- Afghanistan / India
- Dates: 13 September – 17 September 2026
- Captains: Ibrahim Zadran / Shreyas Iyer

Twenty20 International series
- Results: India won the 3-match series 3–0
- Most runs: Azmatullah Omarzai (92) / Abhishek Sharma (229)
- Most wickets: Rashid Khan (4) / Nitish Kumar Reddy (6)
- Player of the series: Abhishek Sharma (Ind)

= Indian cricket team against Afghanistan in India in 2026 =

International cricket tour

The India cricket team played against the Afghanistan cricket team in September 2026, in three Twenty20 International (T20I) matches.
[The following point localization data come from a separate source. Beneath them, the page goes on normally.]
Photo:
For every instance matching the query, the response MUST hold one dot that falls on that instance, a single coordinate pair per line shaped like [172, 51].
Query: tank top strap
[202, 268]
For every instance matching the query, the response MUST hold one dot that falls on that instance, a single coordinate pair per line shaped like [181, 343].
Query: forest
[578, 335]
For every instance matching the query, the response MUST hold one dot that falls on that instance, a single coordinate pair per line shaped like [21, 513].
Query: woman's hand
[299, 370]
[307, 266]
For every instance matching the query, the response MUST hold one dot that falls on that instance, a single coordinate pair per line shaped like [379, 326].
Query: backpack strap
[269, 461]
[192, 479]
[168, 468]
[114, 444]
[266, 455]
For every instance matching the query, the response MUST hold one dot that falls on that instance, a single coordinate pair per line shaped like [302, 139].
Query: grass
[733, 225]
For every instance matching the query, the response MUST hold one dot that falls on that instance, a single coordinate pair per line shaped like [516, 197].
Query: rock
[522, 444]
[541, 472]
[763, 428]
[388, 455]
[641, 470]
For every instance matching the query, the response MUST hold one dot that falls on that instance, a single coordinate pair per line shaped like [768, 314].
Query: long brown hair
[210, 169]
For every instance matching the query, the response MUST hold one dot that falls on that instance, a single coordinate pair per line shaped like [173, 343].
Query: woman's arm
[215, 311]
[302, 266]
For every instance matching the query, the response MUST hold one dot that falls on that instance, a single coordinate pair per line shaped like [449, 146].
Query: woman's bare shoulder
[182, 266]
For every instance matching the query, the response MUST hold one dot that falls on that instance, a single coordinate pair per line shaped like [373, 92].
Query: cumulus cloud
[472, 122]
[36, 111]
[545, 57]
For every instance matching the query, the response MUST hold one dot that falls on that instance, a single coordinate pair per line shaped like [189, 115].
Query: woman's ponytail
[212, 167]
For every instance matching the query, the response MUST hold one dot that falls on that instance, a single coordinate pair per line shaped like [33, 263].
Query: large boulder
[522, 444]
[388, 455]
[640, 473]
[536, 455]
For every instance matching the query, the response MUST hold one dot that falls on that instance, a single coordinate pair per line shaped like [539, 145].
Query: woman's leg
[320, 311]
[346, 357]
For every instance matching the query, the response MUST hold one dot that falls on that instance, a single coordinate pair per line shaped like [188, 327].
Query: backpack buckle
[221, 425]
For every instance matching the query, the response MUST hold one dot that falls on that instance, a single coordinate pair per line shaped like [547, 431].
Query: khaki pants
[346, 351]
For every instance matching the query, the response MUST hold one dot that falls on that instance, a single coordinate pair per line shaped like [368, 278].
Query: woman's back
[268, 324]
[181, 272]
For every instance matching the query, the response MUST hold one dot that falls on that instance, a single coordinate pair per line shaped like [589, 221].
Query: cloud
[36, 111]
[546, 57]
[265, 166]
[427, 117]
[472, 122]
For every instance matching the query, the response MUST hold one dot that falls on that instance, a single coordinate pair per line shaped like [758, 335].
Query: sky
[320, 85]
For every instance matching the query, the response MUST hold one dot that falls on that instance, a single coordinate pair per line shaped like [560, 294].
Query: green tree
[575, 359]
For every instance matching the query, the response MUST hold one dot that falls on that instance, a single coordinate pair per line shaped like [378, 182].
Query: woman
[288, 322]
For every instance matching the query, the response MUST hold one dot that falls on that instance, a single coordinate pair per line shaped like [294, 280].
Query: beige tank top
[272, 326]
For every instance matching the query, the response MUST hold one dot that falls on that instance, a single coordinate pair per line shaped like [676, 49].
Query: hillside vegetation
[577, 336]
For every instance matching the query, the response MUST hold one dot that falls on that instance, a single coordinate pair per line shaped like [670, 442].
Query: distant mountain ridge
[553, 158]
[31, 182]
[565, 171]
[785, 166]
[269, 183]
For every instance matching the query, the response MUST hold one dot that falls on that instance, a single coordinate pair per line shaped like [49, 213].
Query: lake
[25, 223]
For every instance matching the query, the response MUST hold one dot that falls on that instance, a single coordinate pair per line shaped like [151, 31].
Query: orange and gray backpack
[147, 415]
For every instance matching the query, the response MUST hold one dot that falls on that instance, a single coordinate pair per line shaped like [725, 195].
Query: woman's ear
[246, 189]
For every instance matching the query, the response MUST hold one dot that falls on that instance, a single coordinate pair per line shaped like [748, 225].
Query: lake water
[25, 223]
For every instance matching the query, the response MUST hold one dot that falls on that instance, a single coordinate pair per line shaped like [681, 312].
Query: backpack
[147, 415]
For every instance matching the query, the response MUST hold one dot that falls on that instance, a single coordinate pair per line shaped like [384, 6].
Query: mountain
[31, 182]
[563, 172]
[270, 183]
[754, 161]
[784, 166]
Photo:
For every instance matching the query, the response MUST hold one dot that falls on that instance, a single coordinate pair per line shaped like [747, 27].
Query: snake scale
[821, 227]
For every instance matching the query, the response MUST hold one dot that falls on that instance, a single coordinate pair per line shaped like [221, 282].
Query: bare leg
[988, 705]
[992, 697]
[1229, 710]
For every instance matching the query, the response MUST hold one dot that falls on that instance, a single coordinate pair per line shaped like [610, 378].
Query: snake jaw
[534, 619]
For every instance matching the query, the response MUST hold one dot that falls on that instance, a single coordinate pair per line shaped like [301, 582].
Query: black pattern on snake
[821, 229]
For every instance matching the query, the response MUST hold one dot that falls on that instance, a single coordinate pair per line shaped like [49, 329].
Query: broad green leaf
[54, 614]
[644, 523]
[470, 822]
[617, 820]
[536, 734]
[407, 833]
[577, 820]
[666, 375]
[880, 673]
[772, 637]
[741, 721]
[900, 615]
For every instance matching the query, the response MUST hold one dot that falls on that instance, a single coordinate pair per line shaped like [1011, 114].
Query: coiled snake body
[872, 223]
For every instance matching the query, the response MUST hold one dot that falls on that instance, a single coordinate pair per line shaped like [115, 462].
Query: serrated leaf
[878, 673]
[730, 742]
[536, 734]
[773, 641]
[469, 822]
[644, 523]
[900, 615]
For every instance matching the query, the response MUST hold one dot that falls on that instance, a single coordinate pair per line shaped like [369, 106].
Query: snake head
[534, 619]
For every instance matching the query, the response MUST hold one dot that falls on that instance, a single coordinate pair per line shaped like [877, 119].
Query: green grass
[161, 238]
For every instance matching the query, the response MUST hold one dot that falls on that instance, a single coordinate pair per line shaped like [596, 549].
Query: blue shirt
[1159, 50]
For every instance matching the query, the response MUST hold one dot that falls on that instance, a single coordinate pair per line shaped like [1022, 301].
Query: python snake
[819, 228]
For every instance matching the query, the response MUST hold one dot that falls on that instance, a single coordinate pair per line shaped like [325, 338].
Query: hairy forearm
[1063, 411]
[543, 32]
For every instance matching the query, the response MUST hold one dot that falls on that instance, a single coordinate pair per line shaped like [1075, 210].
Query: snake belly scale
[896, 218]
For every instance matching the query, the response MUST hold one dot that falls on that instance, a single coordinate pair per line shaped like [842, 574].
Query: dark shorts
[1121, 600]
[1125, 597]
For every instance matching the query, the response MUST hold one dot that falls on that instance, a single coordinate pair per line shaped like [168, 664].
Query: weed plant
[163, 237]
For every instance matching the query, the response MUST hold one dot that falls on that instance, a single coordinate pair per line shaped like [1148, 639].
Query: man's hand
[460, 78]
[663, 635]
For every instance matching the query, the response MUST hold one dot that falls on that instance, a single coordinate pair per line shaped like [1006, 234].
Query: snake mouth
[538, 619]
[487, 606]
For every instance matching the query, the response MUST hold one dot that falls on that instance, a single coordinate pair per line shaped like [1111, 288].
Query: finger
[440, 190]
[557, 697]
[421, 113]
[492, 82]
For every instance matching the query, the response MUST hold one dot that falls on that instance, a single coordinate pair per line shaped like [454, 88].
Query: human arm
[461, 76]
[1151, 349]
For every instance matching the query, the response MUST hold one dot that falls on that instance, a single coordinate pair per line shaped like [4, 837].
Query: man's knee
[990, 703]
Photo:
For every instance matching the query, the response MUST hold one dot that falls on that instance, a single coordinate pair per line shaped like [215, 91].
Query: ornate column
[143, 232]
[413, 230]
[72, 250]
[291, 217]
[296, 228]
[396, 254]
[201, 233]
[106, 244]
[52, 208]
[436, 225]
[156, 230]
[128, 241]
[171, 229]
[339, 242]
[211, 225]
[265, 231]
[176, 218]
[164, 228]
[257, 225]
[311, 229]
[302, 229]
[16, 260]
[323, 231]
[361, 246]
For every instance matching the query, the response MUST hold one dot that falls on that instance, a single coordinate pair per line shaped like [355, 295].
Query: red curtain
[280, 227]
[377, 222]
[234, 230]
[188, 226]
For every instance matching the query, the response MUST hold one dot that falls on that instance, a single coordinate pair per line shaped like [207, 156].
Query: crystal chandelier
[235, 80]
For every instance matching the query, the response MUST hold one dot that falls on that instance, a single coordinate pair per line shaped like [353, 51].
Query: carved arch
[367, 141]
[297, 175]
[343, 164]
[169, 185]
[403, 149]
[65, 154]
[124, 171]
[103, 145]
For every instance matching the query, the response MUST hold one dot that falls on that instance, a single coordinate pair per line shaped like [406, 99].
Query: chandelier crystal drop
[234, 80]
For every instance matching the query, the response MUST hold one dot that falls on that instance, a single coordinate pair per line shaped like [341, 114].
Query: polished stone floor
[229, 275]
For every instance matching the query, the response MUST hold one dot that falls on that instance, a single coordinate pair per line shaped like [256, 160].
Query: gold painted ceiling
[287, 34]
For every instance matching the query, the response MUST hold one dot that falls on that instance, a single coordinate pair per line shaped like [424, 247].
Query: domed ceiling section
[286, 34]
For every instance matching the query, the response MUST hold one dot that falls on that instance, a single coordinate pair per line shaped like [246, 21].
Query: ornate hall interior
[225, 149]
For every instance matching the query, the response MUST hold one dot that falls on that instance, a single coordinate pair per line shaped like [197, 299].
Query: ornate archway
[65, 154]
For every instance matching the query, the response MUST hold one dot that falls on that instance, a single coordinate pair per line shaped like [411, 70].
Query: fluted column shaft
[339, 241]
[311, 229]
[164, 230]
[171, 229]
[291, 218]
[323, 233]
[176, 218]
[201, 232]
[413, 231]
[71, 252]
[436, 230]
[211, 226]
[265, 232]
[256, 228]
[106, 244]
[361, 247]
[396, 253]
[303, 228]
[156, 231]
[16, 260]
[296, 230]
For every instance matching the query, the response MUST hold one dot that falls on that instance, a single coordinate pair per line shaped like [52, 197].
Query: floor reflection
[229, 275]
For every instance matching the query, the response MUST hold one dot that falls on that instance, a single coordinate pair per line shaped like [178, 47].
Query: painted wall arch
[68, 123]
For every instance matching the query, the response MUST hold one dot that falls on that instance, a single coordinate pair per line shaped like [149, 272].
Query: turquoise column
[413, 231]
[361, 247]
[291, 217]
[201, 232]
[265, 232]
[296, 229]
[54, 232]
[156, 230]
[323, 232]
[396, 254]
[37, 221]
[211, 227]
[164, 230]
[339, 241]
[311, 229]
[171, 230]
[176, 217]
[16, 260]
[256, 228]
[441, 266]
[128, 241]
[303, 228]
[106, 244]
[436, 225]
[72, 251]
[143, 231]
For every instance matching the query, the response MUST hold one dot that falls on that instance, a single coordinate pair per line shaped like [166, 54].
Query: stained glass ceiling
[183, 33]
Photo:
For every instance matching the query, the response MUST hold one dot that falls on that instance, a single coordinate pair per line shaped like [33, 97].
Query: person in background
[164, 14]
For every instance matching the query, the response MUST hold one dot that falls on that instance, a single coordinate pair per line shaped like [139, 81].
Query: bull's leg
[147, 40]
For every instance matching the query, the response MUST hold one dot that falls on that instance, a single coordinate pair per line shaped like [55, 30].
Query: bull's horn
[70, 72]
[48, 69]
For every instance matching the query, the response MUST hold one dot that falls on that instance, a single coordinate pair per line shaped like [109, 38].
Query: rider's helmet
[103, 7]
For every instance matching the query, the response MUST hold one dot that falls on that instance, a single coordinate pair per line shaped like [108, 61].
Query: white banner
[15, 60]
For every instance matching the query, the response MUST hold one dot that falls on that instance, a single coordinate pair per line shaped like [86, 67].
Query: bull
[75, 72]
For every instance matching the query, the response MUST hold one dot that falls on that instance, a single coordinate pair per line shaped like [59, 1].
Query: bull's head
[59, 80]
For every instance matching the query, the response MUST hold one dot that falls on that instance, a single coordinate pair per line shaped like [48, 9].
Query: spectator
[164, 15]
The series, officially known as the Friendship Cup, formed part of Afghanistan's multi-format bilateral cycle in India, with Afghanistan designated as the official host team for the T20I leg, even though all matches took place at the Arun Jaitley Cricket Stadium in New Delhi.

==Squads==

| Afghanistan | India |
|---|---|
| Ibrahim Zadran (c); Noor Ahmad; Abdullah Ahmadzai; Sediqullah Atal; Fazalhaq Farooqi; Rahmanullah Gurbaz (wk); Naveen-ul-Haq; Rashid Khan; Nangeyalia Kharote; Mohammad Nabi; Gulbadin Naib; Azmatullah Omarzai; Noor ul Rahman (wk); Mujeeb Ur Rahman; Darwish Rasooli; | Shreyas Iyer (c); Tilak Varma (vc); Ravi Bishnoi; Jasprit Bumrah; Varun Chakaravarthy; Shivam Dube; Ishan Kishan (wk); Axar Patel; Harshit Rana; Nitish Kumar Reddy; Sanju Samson (wk); Abhishek Sharma; Arshdeep Singh; Vaibhav Sooryavanshi; Washington Sundar; Yash Thakur; |

On 10 September 2026, Harshit Rana was ruled out due to a strain injury and was replaced by Yash Thakur.